Les traumatismes engendrés par les « pensionnats indiens » affectent également la démarche pédagogique de l’ANL. En effet, dans cette approche, les séances de classe se déroulent normalement dans la langue enseignée. Or, ces professeurs autochtones qui ont, pour la plupart, été envoyés dans ces pensionnats où il ne leur était pas permis de parler (même entre eux) leur langue maternelle, envisagent difficilement aujourd’hui d’interdire à leurs élèves de communiquer en anglais ou en français (leur langue d’usage au quotidien). Ils ne veulent pas causer chez leurs apprenants un traumatisme semblable à celui qu’ils ont eux-mêmes vécu lorsqu’ils étaient plus jeunes. Un long travail méthodique de reconstruction des représentations et de mise en confiance est donc nécessaire pour qu’ils se sentent à l’aise d’enseigner au travers d’une « conversation naturelle » dans la langue autochtone pendant la classe et qu’ils puissent ainsi appliquer la démarche de l’ANL de manière véritablement efficace.

Les freins culturels à la mise en place du dispositif pédagogique visé sont, de fait, nombreux, et pas seulement du côté des enseignants. La modalité même de la communication langagière traditionnelle des peuples autochtones rend le déroulement des séances difficile quand la règle impose, lorsque l’on se regroupe, que ce soit toujours les aînés qui mènent les échanges et que les plus jeunes attendent que l’on s’adresse directement à eux pour exprimer leurs opinions. Cet état de fait n’aide pas à créer des conversations spontanées, situation visée pour développer l’aisance en langue cible. Par ailleurs, et même si l’on s’accordera à dire que l’on peut tout exprimer dans toutes les langues, certaines difficultés linguistiques sont bien réelles quand certains mots, voire certains concepts, n’existent pas dans la langue autochtone enseignée. David Macfarlane évoque en exemple le fait que la majorité de ces langues ne possède pas d’équivalents pour des mots comme pollution ou chauffage central, alors que dans un certain nombre de champs référentiels, elles font preuve d’une extrême variété de vocabulaire. Dans beaucoup de ces langues, il existe un mot différent pour chaque membre de la famille, selon qu’on parle d’un oncle du côté du père ou de la mère, par exemple, et que celui-ci est l’aîné, le cadet ou le second fils, etc.
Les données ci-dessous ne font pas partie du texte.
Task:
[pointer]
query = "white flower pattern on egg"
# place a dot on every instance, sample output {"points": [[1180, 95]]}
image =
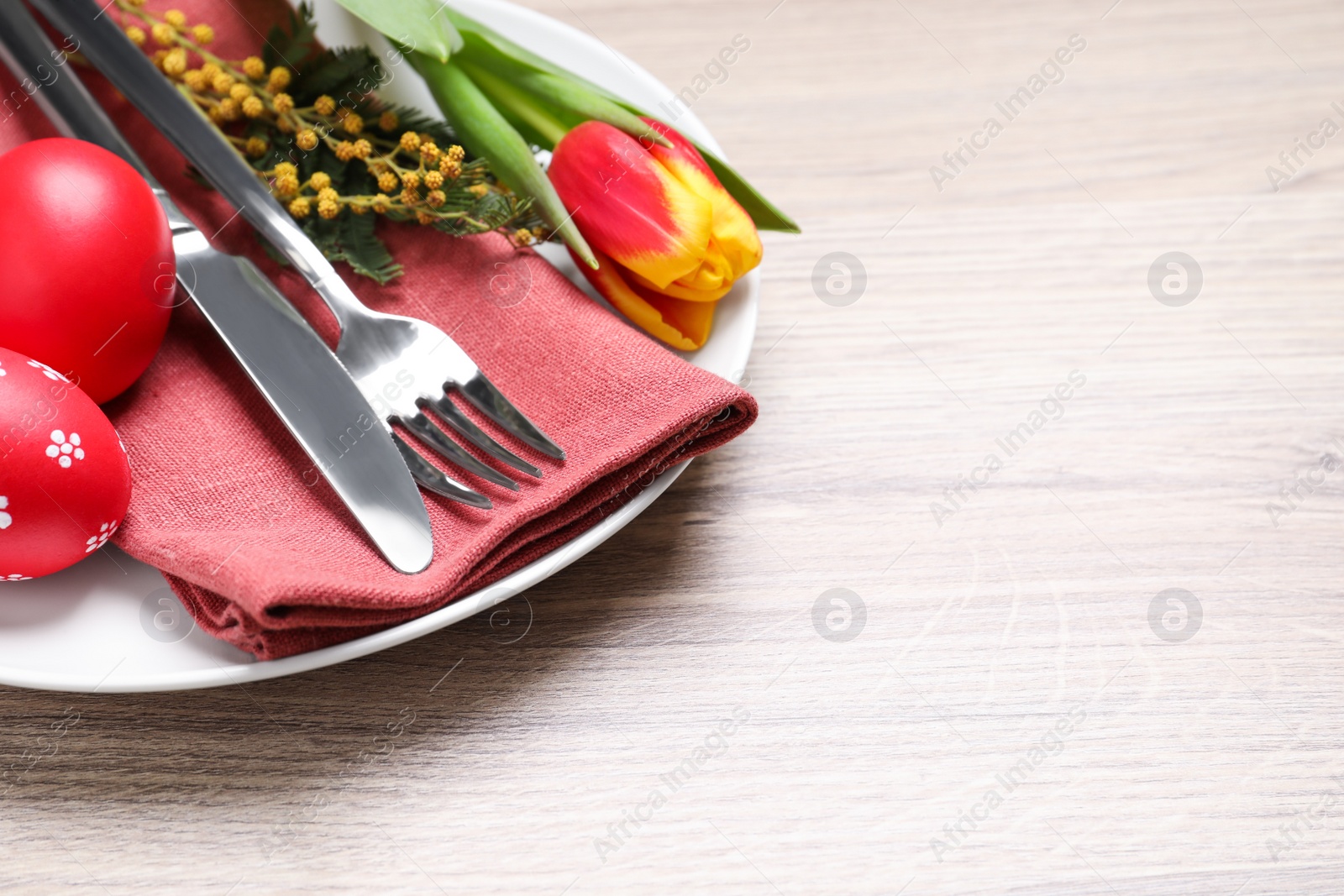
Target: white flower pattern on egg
{"points": [[101, 539], [46, 371], [64, 449]]}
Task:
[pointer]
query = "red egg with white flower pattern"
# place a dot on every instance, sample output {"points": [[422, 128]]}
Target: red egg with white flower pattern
{"points": [[65, 479]]}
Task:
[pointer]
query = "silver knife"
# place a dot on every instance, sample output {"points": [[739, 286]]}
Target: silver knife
{"points": [[302, 379]]}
Dans d’autres langues autochtones, tel l’inuktitut, il existe une multitude d’expressions pour décrire la neige selon sa texture, sa profondeur, sa couleur, etc. Comment enseigner aux jeunes à exprimer ces nuances s’ils ne les perçoivent plus au quotidien ?

Dans le même registre référentiel des difficultés, il faut également noter que, la plupart du temps, les élèves qui suivent ces cours se connaissent bien et font souvent partie de la même famille. Si l’on pose une question à un élève sur un membre de sa famille qui se trouve être un autre apprenant de la classe, cela n’aura pas toujours de sens pour lui et pourra engendrer des situations embarrassantes, des allégeances coutumières devant être respectées. Certains sujets de conversation ou certaines questions visant à leur donner l’occasion de s’informer sur les pratiques des uns ou des autres ou sur la famille peuvent donc paraître artificiels, hors de propos, alors même que l’on souhaite faire apprendre la langue au travers d’une « communication authentique ». Il faut donc redoubler de créativité pédagogique pour obtenir un engagement langagier actif chez ces jeunes gens.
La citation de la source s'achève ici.